Lawsuit: California doctor illegally harvested children’s organs for personal “research prospects”


by Ethan Huff, DC Clothesline:

A physician from Southern California is the target of a new lawsuit that alleges he’s been illegally harvesting organs and other body parts from deceased children in Texas in order to boost his own personal “research prospects.”

While Dr. Evan Matshes is licensed to practice medicine in San Diego where he technically lives, he doesn’t hold the same credentials in Texas where his company, NAAG Pathology Labs, was recently hired to be a “medical examiner.”

Though Dr. Matshes’ firm is based out of San Diego’s Sorrento Valley, most of his company’s work is performed by 10 employees in Lubbock County, which is where Dr. Matshes is being accused of exploiting the company’s newfound access to dead human bodies for his own personal gain.

According to the suit, Dr. Matshes has been practicing medicine in the Lone Star State without a license. Former employees also say that, when questioned about his shady business practices, Dr. Matshes simply fired these “complainers,” which is against the law.

“We strongly deny that either NAAG Pathology Labs or Dr. Andrews have acted in any manner that is contrary to the best interest of the public,” reads an official statement from Dr. Matshes and his legal defense – Dr. Sam Andrews being NAAG Pathology Labs’ chief medical examiner.

“We are confident that we will be exonerated of all claims of wrongdoing.”

Tita Senee Graves says she was fired for questioning Dr. Matshes’ children’s body parts profiteering scheme

One of the plaintiffs in the case is a woman by the name of Tita Senee Graves, a career medical technician who was hired on to the Lubbock County Medical Examiner’s Office in 2015. But she was fired not even two years later for questioning the practices of Dr. Matshes, which greatly disturbed she and other staff members.

“Ms. Graves and the other staff were disturbed by the autopsies of the infants,” her suit states. “The unnecessary harvesting of body parts for a pathologist’s personal research interests seemed wrong.”

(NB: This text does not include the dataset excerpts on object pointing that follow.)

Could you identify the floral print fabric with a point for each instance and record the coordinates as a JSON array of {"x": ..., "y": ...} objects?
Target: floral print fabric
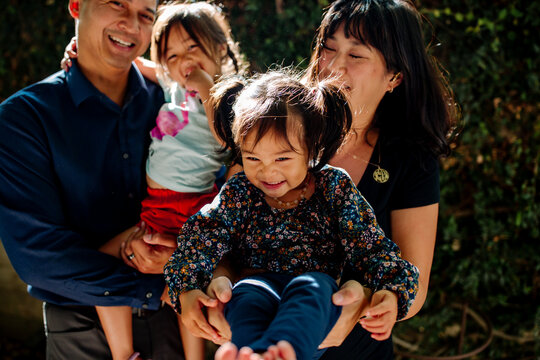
[{"x": 334, "y": 229}]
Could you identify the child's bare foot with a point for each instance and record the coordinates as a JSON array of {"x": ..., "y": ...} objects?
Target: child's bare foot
[
  {"x": 246, "y": 353},
  {"x": 286, "y": 351},
  {"x": 227, "y": 351},
  {"x": 283, "y": 350}
]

It’s important to note that Dr. Matshes also owns a second firm, known as the National Autopsy Assay Group, that provides “independent tissue and organ analyses.” It would appear as though Dr. Matshes used both companies as covers to collect children’s body parts and make money from them.

Dr. Matshes was collecting “more human tissue during autopsies than was needed to determine causes of death,” plaintiffs say

Just weeks after NAAP Pathology Labs took over “medical examiner” duties in Lubbock and hired on Dr. Andrews, complaints began to pour in that things weren’t quite right with the way he and his team were performing autopsies.

“Dr. Matshes stated that he wanted to collect more tissues from those autopsies than had been done in the past because he needed the tissue for his ‘research,’” the lawsuit further adds.

“The new protocol required the removal of the children’s brain, eyes, spinal cord, posterior neck, including vertebra, and the heart and lungs.”